How to Invest in Pot Stocks Right Now

Marijuana penny stocks cashIf you're looking to strike it rich with pot stocks, you need some patience.

The industry - while showing huge growth potential - is still limited in what it offers investors.

"Barring probably a couple of exceptions, the publicly traded space is probably one to avoid at this point," 4Front Ventures Co-Founder and Managing Partner Kris Krane told Money Morning. "It's just too volatile. There are too many shell games and reverse merger games, and it's not a great space to look at right now."

There just aren't a lot of legitimate investments in what is largely an over-the-counter market for pot stocks.

"Unless you are a pump-and-dump scammer, in which case you probably can make a good amount of money in the public markets in marijuana, it's probably best to avoid it at the moment," Krane added.

That's not to say pot stocks will never be a good investment, or that the industry is to be forever relegated to a playground for speculators and scammers. It just means that for now, you're better off sitting on the sidelines and waiting for a real player to emerge instead of taking your chances with risky bets.

There were a number of marijuana stocks that got a jolt last March when Washington first issued licenses to legal marijuana vendors in the wake of a public vote that made recreational use of the plant legal.

Cannabusiness Group Inc. (OTCMKTS: CBGI) soared as much as 1,600% on the month. GrowLife Inc. (OTCMKTS: PHOT) stock gained 111.8%.

All of that was short-lived hype.

Almost all of the pot penny stocks that spiked that March crashed shortly thereafter. And starting in spring, the U.S. Securities and Exchange Commission began getting suspicious. By summer, eight marijuana stocks had trading suspended.

But don't let that sour you forever on what could very well be a profitable industry in the years to come.

Here's the story behind pot stocks, and how you can make the most of what could be a $35 billion industry come 2020...

The Best Opportunities in Pot Stocks

So, where is the money in pot stocks?

Krane told us that while there isn't a whole lot of institutional money flowing to the cannabis industry, some of the more seasoned investors are going after the ancillary businesses - the "picks and shovels," Krane said.

He's talking about "the businesses that don't touch the plant - so the consulting businesses, point-of-sale businesses, delivery devices, smoking devices, and insurance companies that cater directly to this industry and cashless ATM businesses," Krane said.
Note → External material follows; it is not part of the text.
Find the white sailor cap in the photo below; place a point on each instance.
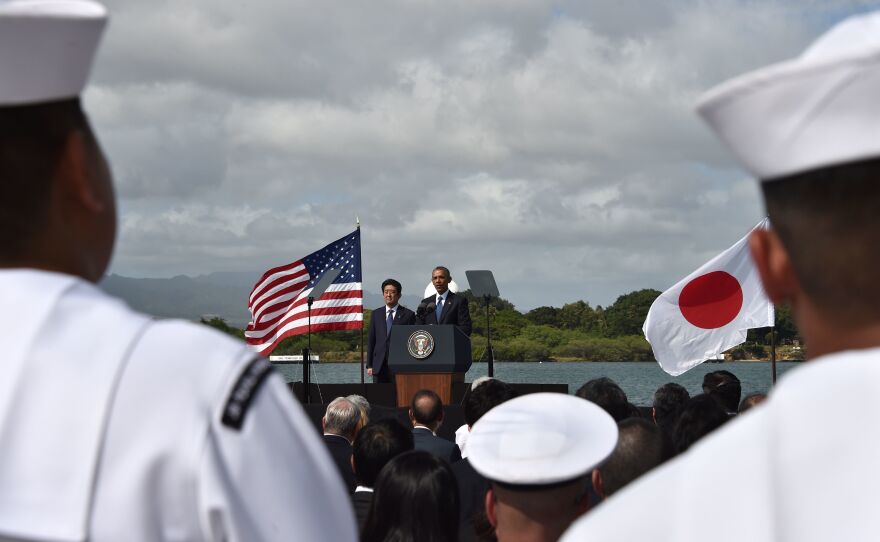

He added, "All of these types of service businesses that you see in virtually any other industry - particularly any industry with a retail bend or an agricultural bend."

However, "there isn't as much money for direct-to-plant businesses," he said. Those are the businesses that will likely establish the type of brand names and profitability in this space when all is said and done and the industry does become more mainstream.

Unless you are an angel investor, or friends and family of a promising startup, it's going to be next to impossible to make a killing in this industry anytime soon.

Marijuana is still illegal at the federal level and the industry is still in its infancy, so institutional money isn't finding its way into the space in any meaningful way.

What is encouraging though is interest is starting to grow, helped along by a friendlier political environment for the use of the drug.

Privateer Holdings, for example, is a private equity firm that is seeking to make strategic investments in the cannabis industry. It received some millions of dollars from PayPal Co-Founder Peter Thiel earlier this year, which remains the highest-profile investment in the industry to date.

Krane also points out that the ArcView Group - an investor network that holds conferences each year to connect investors with entrepreneurs in the cannabis industry - is growing.

"Five years ago their events had 10 to 15 investors and maybe three entrepreneurs who were pitching. Now it's a two-day conference four times a year that gets 250 to 350 investors every conference," Krane said. "There's been a massive growth in the angel investor space."

But what's the point if as an individual investor you can't get in on this level?

Here's where you can look to start investing in pot stocks today...

How to Find the Best Pot Stocks to Buy

If you want to invest in pot stocks, you'll have to ask yourself a few questions.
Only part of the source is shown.